Un nouveau record historique de CDI a été signé : 1,3 million. C'est le sixième trimestre consécutif que ce chiffre augmente. Est-ce dû à la difficulté de recruter ?

Oui, tout à fait. Aujourd'hui, il y a une pénurie de main d’œuvre dans de nombreux secteurs d'activités. La crainte est donc de voir les bons salariés partir et dès qu'on a la possibilité d'avoir quelqu'un qui fait l'affaire, on souhaite le sécuriser à travers un CDI.

Cette augmentation des CDI est également liée au vieillissement de la population. Il y a à peu près 800 000 départs à la retraite chaque année qu'il faut remplacer. Dès qu'on a trouvé un salarié, on souhaite le sécuriser. Certaines entreprises se disent même qu'il faut anticiper : sachant que j'aurais de nombreux départs en retraite ces prochaines années, il faut que je trouve dès aujourd'hui des bons éléments à qui je vais proposer un CDI même si je n'en ai pas forcément l'usage immédiat.

Dans le même temps, il y a eu une forte augmentation des ruptures conventionnelles et des démissions. Les travailleurs sont-ils plus enclins à quitter leur entreprise en sachant qu'ils seront embauchés ailleurs ?

On n'est pas tout à fait dans le scénario de la "grande démission" américaine, dans le sens où la plupart des démissions en France sont des démissions de rotation. Cela veut dire que ce sont des salariés qui ont négocié avec une autre entreprise et qui ont donc un emploi au chaud. Ce n'est pas une volonté de se mettre en dehors du marché du travail. Cela explique à peu près deux tiers des démissions en France. Le dernier tiers concerne des démissions par convenance et dans l'attente d'une réorientation professionnelle.

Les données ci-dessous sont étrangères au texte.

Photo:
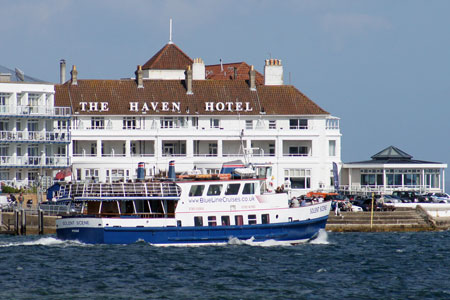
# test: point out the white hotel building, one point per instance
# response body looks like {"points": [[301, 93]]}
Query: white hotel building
{"points": [[34, 133], [200, 116]]}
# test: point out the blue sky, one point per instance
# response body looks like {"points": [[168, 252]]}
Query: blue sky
{"points": [[383, 67]]}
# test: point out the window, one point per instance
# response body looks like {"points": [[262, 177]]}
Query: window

Sur les ruptures conventionnelles, il y a plusieurs aspects. D'abord des personnes qui souhaitent changer de secteur d'activité, de région, et cetera, et qui négocient un départ avec leur entreprise. Il y a également ceux qui arrivent à négocier en lieu et place d'une démission. Enfin, il y a également derrière la rupture conventionnelle pour les entreprises, une gestion de personnel. Les salariés qui sont à proximité de l'âge de la retraite sont incités à faire une rupture conventionnelle car ils seront couverts par l'Assurance chômage pendant trois ans et pourront ainsi faire la soudure avec la retraite. Les entreprises continuent à réduire leurs effectifs de plus de 55 ans et la rupture conventionnelle rentre dans les possibilités offertes pour s'alléger en seniors. Ce qui ne va évidemment pas dans le sens de ce que souhaite le gouvernement.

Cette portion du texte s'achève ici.